FlexTok: Reconstruct Images with as Few as 8 Tokens – Variable‑Length Tokenizer Beats TiTok

FlexTok is a flexible‑length 1‑D image tokenizer that can resample pictures into as few as 1‑256 discrete tokens, achieving superior reconstruction (FID) and autoregressive generation quality compared with TiTok, thanks to nested random dropout, causal masks and a flow‑based decoder evaluated on ImageNet and DFN.

AIWalker
AIWalker
AIWalker
FlexTok: Reconstruct Images with as Few as 8 Tokens – Variable‑Length Tokenizer Beats TiTok

Overview

FlexTok projects a 2‑D image into an ordered 1‑D token sequence whose length can vary from 1 to 256 tokens. By resampling an image into as few as eight tokens, the method attains reconstruction quality that surpasses TiTok while using far fewer tokens.

Method

FlexTok consists of a Vision Transformer (ViT) encoder with register tokens, a finite‑scalar quantizer (FSQ) that discretises the registers, and a flow‑based decoder that reconstructs the image from any subset of tokens.

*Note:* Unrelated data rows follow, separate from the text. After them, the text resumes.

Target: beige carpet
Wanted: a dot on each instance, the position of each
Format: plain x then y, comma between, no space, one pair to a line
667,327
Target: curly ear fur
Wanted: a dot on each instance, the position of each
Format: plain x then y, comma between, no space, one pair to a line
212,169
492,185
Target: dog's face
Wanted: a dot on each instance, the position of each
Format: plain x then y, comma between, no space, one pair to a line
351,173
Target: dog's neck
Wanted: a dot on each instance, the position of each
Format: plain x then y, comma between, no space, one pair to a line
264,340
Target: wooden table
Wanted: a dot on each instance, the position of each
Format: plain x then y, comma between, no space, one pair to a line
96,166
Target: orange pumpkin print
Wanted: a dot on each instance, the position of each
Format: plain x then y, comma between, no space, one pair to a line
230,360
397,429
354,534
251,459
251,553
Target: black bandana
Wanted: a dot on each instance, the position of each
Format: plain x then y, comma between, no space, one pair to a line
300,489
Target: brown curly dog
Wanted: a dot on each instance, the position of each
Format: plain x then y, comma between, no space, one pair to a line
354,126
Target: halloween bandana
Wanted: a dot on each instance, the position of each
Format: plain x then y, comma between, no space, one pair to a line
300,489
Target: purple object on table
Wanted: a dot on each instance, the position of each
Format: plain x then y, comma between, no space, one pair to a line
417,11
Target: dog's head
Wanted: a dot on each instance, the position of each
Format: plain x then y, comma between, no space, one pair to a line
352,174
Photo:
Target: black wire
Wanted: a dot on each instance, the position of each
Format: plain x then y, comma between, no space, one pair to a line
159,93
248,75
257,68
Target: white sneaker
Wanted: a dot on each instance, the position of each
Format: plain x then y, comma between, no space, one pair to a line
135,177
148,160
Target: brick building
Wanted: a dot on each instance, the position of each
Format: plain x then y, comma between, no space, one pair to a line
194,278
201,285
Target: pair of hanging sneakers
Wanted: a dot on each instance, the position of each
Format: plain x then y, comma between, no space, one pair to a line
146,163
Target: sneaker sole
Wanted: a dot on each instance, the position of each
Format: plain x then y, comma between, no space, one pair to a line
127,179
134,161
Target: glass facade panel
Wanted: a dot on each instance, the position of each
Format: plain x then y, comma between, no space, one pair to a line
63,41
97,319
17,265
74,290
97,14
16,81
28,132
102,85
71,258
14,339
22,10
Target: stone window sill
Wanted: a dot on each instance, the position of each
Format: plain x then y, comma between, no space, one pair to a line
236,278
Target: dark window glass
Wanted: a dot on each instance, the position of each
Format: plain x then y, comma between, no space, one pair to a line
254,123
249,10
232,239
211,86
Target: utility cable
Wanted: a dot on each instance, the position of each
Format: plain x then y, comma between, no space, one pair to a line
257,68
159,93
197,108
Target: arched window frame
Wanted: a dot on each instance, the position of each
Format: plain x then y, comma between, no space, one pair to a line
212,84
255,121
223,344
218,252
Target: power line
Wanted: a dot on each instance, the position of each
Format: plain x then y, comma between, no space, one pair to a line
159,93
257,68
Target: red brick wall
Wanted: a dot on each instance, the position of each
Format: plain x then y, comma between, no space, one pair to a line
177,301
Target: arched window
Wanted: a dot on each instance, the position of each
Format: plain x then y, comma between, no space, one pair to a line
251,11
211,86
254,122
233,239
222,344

1. 1‑D Tokenisation with Flow Decoder

The encoder maps VAE latent blocks to register tokens, which serve as a bottleneck. FSQ quantises these registers into discrete tokens. The decoder receives the quantised tokens together with a noisy VAE latent block and predicts a flow, minimising a flow‑loss. Adding a REPA loss between the decoder’s intermediate layers and DINOv2‑L features (Yu et al., 2023) speeds convergence and improves downstream generation (see Table 3).

2. Learning Variable‑Length Ordered Tokens

Unlike TiTok, FlexTok does not fix the token count. Nested random dropout (Rippel et al., 2014; Kusupati et al., 2022) randomly discards a suffix of the register tokens during training, forcing the encoder to compress image information hierarchically. Two dropout strategies are explored: uniform sampling of the retained token count, and uniform sampling from an exponentially‑spaced set to avoid starving the last tokens of gradient updates.

3. Causal Attention Mask

A causal mask is optionally applied to the registers, enforcing a strict left‑to‑right dependency so that earlier tokens capture coarse concepts and later tokens add finer details. This mask also enables efficient encoding when the desired token budget is known in advance.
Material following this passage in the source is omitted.